Si de verdad se tratara de dar cátedra de ética política, al Gobierno y a su mayoría legislativa les quedaría muy difícil explicar los hechos alrededor de la Ley de Hidrocarburos que entró en vigencia, sin debate previo en el plenario de la Asamblea.
La Ley, por supuesto, es muy importante para la renegociación de los contratos petroleros. Pero ese objetivo se habría cumplido de modo cabal si se respetaba un trámite parlamentario sin sobresaltos: en una materia tan delicada, qué mejor que contar con una normativa ajena a la controversia. Al respecto, cabe recordar que la renegociación petrolera era una asignatura pendiente desde el 2006.
Es impresentable que se hable de divergencias en los plazos, pues se trataba de una ley monitoreada por el Gobierno y que estaba presente en la agenda de sus legisladores. No es aceptable que AP, que controla las principales instancias de la Asamblea, no haya tomado precauciones.

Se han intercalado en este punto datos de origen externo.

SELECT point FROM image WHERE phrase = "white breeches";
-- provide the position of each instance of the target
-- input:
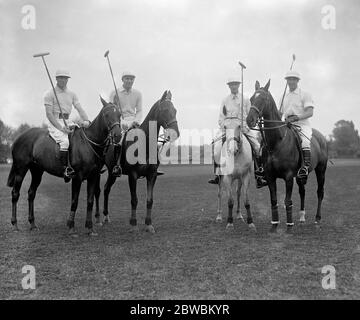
(60, 137)
(306, 134)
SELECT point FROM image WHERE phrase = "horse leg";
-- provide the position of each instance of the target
(36, 175)
(302, 200)
(91, 187)
(246, 185)
(134, 201)
(320, 177)
(97, 198)
(15, 194)
(107, 188)
(238, 193)
(219, 210)
(75, 191)
(229, 191)
(149, 202)
(274, 206)
(288, 204)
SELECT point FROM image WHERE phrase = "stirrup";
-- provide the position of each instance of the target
(303, 173)
(260, 182)
(259, 171)
(69, 173)
(117, 171)
(216, 180)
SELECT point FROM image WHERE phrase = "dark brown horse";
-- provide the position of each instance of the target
(36, 151)
(139, 156)
(281, 155)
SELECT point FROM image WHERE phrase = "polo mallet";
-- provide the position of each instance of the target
(106, 55)
(282, 99)
(242, 93)
(117, 171)
(47, 70)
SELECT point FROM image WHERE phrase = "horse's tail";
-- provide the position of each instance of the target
(11, 178)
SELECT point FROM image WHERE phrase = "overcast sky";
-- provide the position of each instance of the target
(188, 46)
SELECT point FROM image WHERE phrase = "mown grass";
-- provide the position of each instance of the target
(190, 256)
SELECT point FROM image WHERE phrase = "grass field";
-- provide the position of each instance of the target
(190, 256)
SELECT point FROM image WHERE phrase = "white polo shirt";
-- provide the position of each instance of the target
(296, 102)
(232, 104)
(67, 99)
(130, 103)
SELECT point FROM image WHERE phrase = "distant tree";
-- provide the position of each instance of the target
(345, 140)
(5, 133)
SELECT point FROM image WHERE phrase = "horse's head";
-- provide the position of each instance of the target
(167, 116)
(111, 119)
(262, 104)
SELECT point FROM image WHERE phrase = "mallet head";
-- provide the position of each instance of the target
(242, 65)
(41, 54)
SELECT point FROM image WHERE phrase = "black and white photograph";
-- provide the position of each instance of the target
(181, 155)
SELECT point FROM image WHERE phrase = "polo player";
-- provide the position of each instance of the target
(57, 130)
(298, 109)
(130, 106)
(230, 113)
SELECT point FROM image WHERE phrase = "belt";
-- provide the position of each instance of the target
(66, 116)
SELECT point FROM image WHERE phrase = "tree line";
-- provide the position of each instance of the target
(344, 142)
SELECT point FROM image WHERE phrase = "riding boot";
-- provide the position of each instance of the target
(304, 170)
(216, 179)
(69, 172)
(259, 173)
(117, 171)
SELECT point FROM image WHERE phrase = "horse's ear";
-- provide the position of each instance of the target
(103, 101)
(164, 96)
(267, 86)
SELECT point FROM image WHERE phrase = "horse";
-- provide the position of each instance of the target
(162, 114)
(236, 166)
(282, 155)
(36, 151)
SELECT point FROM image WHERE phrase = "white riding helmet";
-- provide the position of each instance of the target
(233, 80)
(127, 74)
(63, 73)
(292, 74)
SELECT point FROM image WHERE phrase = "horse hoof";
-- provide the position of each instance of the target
(134, 229)
(106, 220)
(150, 229)
(33, 227)
(289, 230)
(273, 229)
(72, 233)
(317, 226)
(240, 217)
(91, 233)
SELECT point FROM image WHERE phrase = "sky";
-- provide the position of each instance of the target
(187, 46)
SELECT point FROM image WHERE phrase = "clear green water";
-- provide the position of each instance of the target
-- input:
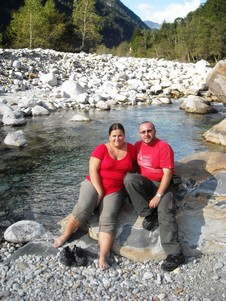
(41, 181)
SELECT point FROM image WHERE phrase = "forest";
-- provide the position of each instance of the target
(40, 24)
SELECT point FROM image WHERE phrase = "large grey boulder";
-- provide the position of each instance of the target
(217, 134)
(197, 105)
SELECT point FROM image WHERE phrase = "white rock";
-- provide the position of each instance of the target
(15, 139)
(24, 231)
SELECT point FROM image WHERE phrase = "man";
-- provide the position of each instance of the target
(153, 194)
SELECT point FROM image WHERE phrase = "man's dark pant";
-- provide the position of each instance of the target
(141, 190)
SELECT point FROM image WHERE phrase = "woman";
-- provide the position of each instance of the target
(103, 188)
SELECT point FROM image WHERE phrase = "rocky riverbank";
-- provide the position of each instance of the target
(37, 277)
(38, 82)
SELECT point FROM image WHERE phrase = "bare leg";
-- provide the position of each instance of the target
(71, 226)
(105, 242)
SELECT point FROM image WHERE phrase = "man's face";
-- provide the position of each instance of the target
(147, 132)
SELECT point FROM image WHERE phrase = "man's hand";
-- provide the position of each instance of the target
(154, 202)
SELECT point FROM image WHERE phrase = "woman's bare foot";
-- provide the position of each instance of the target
(103, 263)
(60, 241)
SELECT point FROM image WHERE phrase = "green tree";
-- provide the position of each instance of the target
(27, 26)
(87, 23)
(55, 26)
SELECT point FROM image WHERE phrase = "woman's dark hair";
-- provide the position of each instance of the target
(116, 126)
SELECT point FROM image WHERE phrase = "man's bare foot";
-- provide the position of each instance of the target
(103, 263)
(60, 241)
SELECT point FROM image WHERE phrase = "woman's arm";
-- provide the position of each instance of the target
(94, 167)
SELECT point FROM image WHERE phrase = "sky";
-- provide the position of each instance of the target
(162, 10)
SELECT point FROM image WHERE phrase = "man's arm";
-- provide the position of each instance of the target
(164, 184)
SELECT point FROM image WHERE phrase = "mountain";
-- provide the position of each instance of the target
(119, 20)
(152, 25)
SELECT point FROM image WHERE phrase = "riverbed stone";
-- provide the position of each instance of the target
(201, 213)
(217, 134)
(197, 105)
(16, 138)
(24, 231)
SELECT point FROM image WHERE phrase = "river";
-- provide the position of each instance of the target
(41, 181)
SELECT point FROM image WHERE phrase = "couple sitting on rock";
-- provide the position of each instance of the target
(113, 169)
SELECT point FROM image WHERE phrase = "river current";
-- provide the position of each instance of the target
(41, 181)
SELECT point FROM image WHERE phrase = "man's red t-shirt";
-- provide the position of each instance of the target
(112, 171)
(153, 158)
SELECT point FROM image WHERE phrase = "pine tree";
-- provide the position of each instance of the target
(26, 27)
(87, 23)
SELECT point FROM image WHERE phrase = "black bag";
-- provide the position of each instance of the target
(176, 180)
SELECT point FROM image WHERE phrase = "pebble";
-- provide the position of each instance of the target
(32, 277)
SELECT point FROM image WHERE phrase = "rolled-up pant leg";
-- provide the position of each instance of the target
(140, 191)
(109, 208)
(86, 202)
(167, 223)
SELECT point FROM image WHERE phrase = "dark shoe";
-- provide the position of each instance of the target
(151, 221)
(172, 262)
(67, 257)
(80, 256)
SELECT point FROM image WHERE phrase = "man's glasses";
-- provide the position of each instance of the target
(146, 132)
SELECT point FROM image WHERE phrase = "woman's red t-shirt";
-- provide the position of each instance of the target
(112, 171)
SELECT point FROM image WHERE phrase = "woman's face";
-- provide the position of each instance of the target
(117, 138)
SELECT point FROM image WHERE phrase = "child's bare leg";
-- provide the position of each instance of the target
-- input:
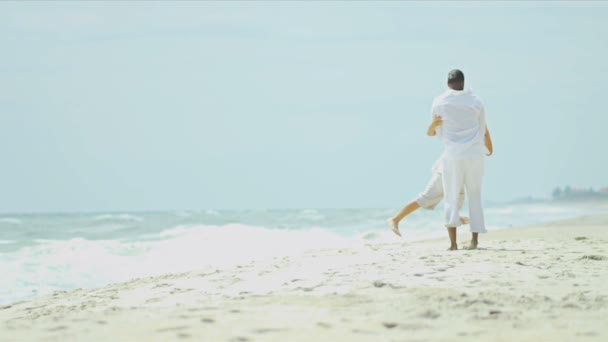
(474, 241)
(409, 208)
(452, 234)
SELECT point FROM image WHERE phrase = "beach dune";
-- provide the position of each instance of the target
(542, 283)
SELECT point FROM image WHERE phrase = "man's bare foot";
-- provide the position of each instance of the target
(394, 226)
(472, 245)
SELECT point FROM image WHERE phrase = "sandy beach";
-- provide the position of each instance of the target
(541, 283)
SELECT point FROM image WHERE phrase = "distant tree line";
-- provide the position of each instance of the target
(570, 193)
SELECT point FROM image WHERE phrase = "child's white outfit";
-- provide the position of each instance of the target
(433, 193)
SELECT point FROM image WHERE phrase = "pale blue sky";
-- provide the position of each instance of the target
(233, 105)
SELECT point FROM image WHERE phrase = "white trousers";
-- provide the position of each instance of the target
(467, 172)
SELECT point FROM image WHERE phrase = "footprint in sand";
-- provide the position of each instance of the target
(181, 327)
(239, 339)
(593, 257)
(267, 330)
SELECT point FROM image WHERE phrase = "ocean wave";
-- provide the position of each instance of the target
(10, 220)
(118, 217)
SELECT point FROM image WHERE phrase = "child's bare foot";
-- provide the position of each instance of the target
(472, 245)
(394, 226)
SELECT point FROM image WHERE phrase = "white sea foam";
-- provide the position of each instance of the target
(118, 217)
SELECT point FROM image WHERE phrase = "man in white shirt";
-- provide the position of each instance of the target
(461, 125)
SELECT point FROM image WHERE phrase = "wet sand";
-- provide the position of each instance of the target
(542, 283)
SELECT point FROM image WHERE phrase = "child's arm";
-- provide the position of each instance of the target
(489, 143)
(431, 131)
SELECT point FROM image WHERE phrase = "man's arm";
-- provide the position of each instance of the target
(488, 143)
(432, 130)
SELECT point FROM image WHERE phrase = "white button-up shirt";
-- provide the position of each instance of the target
(463, 124)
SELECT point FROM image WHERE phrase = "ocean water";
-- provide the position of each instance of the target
(42, 253)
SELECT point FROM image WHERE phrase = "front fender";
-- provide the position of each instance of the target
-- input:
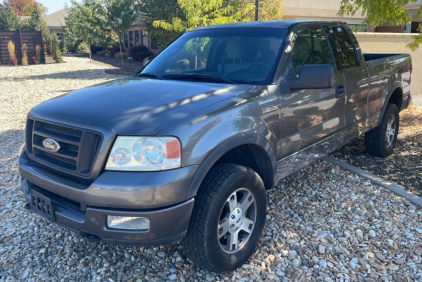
(224, 147)
(209, 133)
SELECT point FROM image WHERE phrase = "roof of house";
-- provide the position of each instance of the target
(56, 19)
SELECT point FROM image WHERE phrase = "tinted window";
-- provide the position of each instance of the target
(310, 48)
(343, 44)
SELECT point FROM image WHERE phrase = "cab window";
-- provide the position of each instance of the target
(310, 48)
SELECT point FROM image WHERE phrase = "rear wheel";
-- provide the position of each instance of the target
(227, 219)
(380, 141)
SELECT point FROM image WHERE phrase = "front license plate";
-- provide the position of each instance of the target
(41, 205)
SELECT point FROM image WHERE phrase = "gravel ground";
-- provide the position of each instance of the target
(404, 166)
(323, 223)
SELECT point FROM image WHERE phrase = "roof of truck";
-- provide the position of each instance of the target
(270, 24)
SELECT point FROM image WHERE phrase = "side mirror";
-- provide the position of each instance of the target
(313, 77)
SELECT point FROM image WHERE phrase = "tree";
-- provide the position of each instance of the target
(37, 23)
(199, 13)
(9, 19)
(120, 15)
(153, 10)
(25, 7)
(83, 23)
(270, 10)
(378, 12)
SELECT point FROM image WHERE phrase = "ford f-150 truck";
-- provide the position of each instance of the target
(188, 146)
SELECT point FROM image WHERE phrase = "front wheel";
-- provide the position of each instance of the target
(380, 141)
(227, 219)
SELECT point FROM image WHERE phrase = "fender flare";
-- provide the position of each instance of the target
(224, 147)
(387, 98)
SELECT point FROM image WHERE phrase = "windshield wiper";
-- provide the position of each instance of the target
(202, 76)
(150, 74)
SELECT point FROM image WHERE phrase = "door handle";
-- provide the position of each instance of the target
(339, 91)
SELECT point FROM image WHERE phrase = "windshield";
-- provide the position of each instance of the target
(225, 55)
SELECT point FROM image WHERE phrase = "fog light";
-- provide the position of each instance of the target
(126, 222)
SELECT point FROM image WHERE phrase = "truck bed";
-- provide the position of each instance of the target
(373, 59)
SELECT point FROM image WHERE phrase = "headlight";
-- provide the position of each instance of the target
(144, 154)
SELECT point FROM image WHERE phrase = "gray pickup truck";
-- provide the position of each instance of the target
(188, 147)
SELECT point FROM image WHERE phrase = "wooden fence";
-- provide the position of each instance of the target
(30, 38)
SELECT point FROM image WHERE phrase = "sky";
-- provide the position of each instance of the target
(53, 5)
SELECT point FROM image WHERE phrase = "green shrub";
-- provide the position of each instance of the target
(57, 54)
(63, 46)
(38, 53)
(118, 56)
(141, 56)
(24, 55)
(83, 48)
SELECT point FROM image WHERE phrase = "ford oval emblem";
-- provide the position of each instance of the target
(51, 145)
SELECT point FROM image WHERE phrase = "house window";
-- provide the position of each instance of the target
(126, 40)
(131, 38)
(137, 42)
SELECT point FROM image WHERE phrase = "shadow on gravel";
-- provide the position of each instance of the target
(404, 167)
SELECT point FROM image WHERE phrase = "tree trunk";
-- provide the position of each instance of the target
(120, 46)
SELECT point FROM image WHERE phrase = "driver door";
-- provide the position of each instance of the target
(310, 115)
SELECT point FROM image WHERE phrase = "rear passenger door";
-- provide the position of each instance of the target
(354, 71)
(310, 115)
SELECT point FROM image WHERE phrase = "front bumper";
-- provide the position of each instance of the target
(83, 208)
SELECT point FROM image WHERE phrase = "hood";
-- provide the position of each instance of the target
(136, 106)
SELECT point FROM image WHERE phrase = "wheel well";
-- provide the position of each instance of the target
(254, 157)
(396, 98)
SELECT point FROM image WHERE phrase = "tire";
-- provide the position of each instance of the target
(216, 216)
(376, 141)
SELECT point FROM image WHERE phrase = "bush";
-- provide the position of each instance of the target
(11, 48)
(83, 48)
(137, 49)
(24, 55)
(14, 61)
(113, 51)
(63, 46)
(118, 56)
(141, 56)
(96, 49)
(37, 54)
(57, 54)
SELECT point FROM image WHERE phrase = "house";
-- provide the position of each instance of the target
(56, 22)
(137, 34)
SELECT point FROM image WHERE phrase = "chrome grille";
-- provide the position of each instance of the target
(78, 147)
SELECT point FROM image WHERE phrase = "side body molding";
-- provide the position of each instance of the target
(224, 147)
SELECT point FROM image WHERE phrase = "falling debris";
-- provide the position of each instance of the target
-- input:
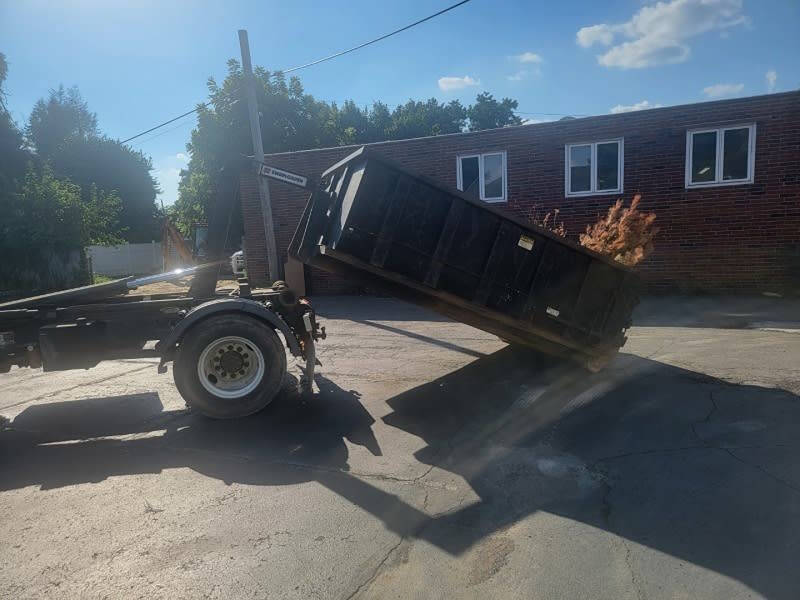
(625, 234)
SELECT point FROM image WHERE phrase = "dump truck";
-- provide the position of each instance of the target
(374, 221)
(367, 219)
(228, 347)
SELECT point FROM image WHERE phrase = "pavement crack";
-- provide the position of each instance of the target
(706, 419)
(78, 386)
(634, 580)
(643, 453)
(730, 452)
(376, 570)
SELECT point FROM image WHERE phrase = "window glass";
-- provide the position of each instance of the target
(736, 144)
(704, 156)
(580, 168)
(492, 176)
(608, 166)
(470, 179)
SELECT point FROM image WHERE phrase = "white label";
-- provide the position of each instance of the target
(282, 175)
(525, 242)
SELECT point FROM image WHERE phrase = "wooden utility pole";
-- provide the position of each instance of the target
(258, 154)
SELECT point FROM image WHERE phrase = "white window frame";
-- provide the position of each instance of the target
(480, 156)
(720, 131)
(594, 191)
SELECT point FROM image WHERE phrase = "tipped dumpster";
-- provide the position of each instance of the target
(376, 222)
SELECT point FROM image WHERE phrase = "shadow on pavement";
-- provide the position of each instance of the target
(663, 457)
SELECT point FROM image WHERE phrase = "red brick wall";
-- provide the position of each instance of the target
(740, 238)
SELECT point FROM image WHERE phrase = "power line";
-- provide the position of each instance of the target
(315, 62)
(160, 125)
(522, 112)
(378, 39)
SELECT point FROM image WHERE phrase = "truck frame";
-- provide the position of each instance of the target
(228, 357)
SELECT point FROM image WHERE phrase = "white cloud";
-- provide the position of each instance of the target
(448, 84)
(658, 34)
(771, 77)
(643, 105)
(719, 90)
(529, 57)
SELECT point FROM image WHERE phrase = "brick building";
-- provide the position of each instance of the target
(723, 178)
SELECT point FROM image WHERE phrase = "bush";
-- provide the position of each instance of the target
(625, 234)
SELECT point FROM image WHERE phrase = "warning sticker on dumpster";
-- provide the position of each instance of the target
(526, 242)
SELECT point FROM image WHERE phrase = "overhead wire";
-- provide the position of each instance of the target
(312, 63)
(378, 39)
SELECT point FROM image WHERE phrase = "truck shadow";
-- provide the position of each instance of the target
(669, 459)
(66, 443)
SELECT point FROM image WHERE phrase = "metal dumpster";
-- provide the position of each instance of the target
(372, 220)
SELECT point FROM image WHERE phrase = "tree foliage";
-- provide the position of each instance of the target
(113, 168)
(46, 212)
(64, 133)
(293, 120)
(61, 198)
(13, 157)
(60, 119)
(488, 113)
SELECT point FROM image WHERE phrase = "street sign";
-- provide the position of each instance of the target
(285, 176)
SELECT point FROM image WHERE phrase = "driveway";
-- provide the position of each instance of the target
(434, 462)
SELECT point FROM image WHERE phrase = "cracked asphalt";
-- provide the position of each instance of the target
(433, 462)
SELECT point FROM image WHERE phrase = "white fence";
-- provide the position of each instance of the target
(126, 259)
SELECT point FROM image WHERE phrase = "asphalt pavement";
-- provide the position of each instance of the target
(432, 462)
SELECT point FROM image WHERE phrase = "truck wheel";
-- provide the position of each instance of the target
(229, 366)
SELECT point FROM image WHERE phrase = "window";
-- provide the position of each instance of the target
(594, 168)
(723, 156)
(483, 176)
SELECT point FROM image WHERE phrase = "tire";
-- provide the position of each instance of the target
(229, 366)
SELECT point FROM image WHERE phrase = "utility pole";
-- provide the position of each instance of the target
(258, 154)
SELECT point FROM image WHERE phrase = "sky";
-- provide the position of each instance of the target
(140, 62)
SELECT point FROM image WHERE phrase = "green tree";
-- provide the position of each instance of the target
(13, 157)
(46, 212)
(293, 120)
(420, 119)
(488, 113)
(63, 132)
(62, 118)
(114, 168)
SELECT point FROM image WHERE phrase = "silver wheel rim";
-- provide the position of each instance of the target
(230, 367)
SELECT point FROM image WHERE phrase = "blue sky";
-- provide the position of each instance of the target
(141, 62)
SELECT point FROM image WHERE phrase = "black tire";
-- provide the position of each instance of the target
(203, 335)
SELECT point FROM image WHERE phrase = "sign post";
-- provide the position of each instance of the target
(258, 154)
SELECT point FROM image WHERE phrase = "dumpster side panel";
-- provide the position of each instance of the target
(473, 262)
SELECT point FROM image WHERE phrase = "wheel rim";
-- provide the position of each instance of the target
(230, 367)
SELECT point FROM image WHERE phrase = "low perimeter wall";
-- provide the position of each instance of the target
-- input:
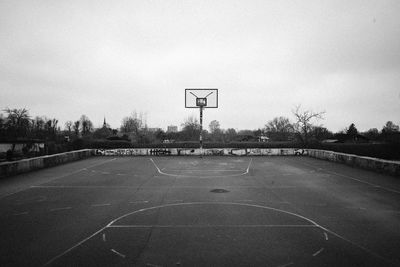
(27, 165)
(198, 152)
(374, 164)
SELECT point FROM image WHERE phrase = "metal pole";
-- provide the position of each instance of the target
(201, 130)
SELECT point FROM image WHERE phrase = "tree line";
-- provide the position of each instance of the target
(17, 125)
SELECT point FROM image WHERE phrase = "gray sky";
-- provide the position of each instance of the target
(63, 59)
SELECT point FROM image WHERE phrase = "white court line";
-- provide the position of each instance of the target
(110, 225)
(63, 208)
(190, 170)
(101, 205)
(139, 202)
(21, 213)
(218, 226)
(211, 176)
(73, 247)
(286, 265)
(119, 254)
(318, 252)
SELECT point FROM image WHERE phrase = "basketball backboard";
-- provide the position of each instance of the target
(205, 98)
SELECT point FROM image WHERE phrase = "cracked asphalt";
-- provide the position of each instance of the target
(191, 211)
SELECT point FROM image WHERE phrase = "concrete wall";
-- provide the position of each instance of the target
(197, 152)
(26, 165)
(378, 165)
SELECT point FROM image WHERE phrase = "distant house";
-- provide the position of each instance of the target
(347, 138)
(172, 129)
(21, 145)
(153, 130)
(263, 138)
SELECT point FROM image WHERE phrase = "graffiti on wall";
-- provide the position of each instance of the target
(198, 152)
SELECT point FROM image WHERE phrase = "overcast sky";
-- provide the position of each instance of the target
(63, 59)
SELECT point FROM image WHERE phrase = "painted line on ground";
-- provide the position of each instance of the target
(101, 205)
(21, 213)
(286, 265)
(210, 176)
(118, 253)
(139, 202)
(184, 170)
(51, 261)
(318, 252)
(358, 246)
(63, 208)
(218, 226)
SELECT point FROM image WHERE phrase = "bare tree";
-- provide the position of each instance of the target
(86, 125)
(190, 129)
(279, 129)
(390, 127)
(76, 127)
(304, 122)
(133, 123)
(68, 126)
(17, 125)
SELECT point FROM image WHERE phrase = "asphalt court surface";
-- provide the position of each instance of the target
(191, 211)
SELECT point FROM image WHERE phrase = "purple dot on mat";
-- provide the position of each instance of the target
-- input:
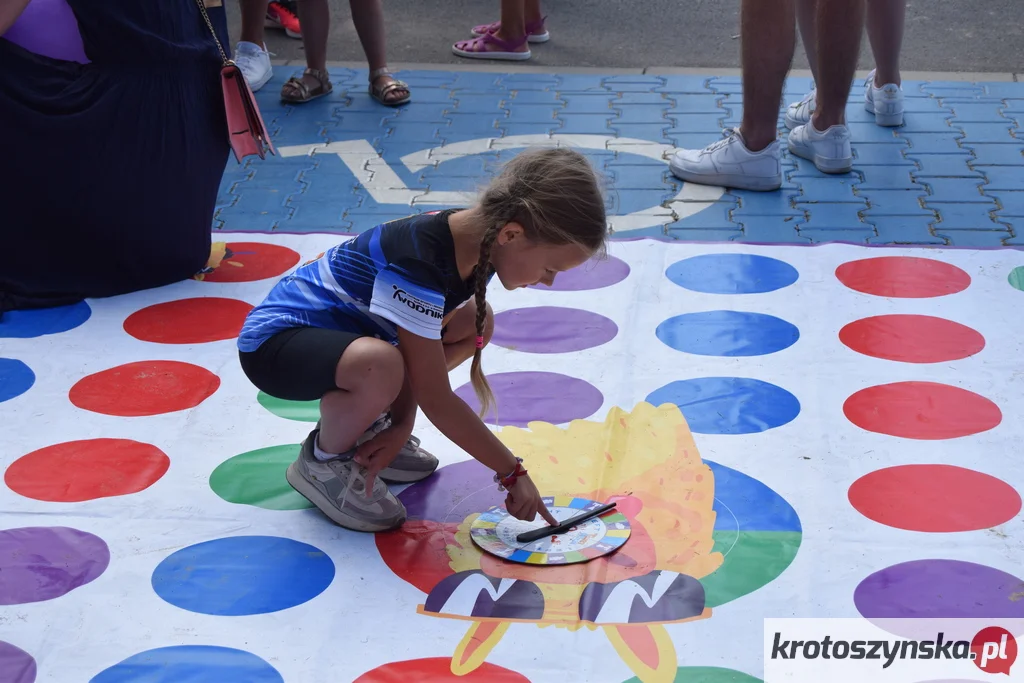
(16, 666)
(44, 562)
(939, 589)
(594, 274)
(454, 493)
(551, 330)
(525, 397)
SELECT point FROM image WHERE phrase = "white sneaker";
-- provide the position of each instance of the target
(254, 62)
(798, 114)
(829, 151)
(729, 164)
(885, 102)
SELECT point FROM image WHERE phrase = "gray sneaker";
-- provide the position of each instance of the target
(338, 487)
(412, 463)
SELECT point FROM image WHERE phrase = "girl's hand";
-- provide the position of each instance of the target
(380, 452)
(523, 502)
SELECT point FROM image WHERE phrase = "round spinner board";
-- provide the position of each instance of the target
(496, 530)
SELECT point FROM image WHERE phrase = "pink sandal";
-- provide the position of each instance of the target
(480, 48)
(536, 31)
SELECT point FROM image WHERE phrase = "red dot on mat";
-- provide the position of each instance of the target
(911, 338)
(77, 471)
(934, 498)
(188, 321)
(922, 410)
(146, 387)
(247, 261)
(903, 276)
(438, 670)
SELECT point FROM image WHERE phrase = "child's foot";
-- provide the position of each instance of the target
(536, 33)
(412, 463)
(338, 487)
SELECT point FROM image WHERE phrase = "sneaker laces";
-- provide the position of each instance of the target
(728, 134)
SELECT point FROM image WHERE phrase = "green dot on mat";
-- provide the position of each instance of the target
(1017, 278)
(257, 478)
(708, 675)
(302, 411)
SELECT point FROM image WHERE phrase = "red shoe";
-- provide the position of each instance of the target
(280, 15)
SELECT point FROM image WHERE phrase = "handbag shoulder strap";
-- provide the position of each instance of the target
(209, 24)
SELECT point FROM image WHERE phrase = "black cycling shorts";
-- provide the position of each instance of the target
(299, 364)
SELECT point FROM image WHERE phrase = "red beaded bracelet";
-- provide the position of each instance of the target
(507, 481)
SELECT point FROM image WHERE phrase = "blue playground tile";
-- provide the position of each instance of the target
(972, 111)
(1012, 203)
(696, 123)
(520, 97)
(705, 233)
(929, 122)
(834, 216)
(989, 132)
(474, 102)
(881, 154)
(902, 229)
(852, 235)
(767, 204)
(944, 166)
(642, 131)
(716, 216)
(895, 202)
(771, 230)
(818, 190)
(956, 189)
(582, 83)
(702, 103)
(641, 114)
(588, 103)
(315, 217)
(468, 126)
(886, 177)
(528, 81)
(933, 143)
(976, 239)
(965, 216)
(683, 84)
(539, 114)
(586, 124)
(1003, 177)
(868, 131)
(653, 99)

Tampoco se explica la incapacidad de unos colegisladores que cuentan con una gran fuerza política y con capacidad de influencia sobre varios bloques. El papel de la ministra Soliz es casi tan desastroso como la necesidad de que el canciller Patiño tenga que desviar su atención a la política interna. Si el Gobierno necesita trasladar a sus principales cuadros a la Asamblea para asegurarse de que su bloque no vote, algo grave pasa.
Al parecer, lo que sucede no solo se debe a la incapacidad de negociar, sino a que AP no asimila el hecho de que ya no es el tiempo de las mayorías abrumadoras, y a que el bloque no es confiable para los propósitos políticos presidenciales. Mientras persista esa visión totalitaria, contar con un bloque que significa el 43% de la Asamblea siempre será poco, y por eso se vuelve a evocar la tentación de comicios para ir por todo el poder.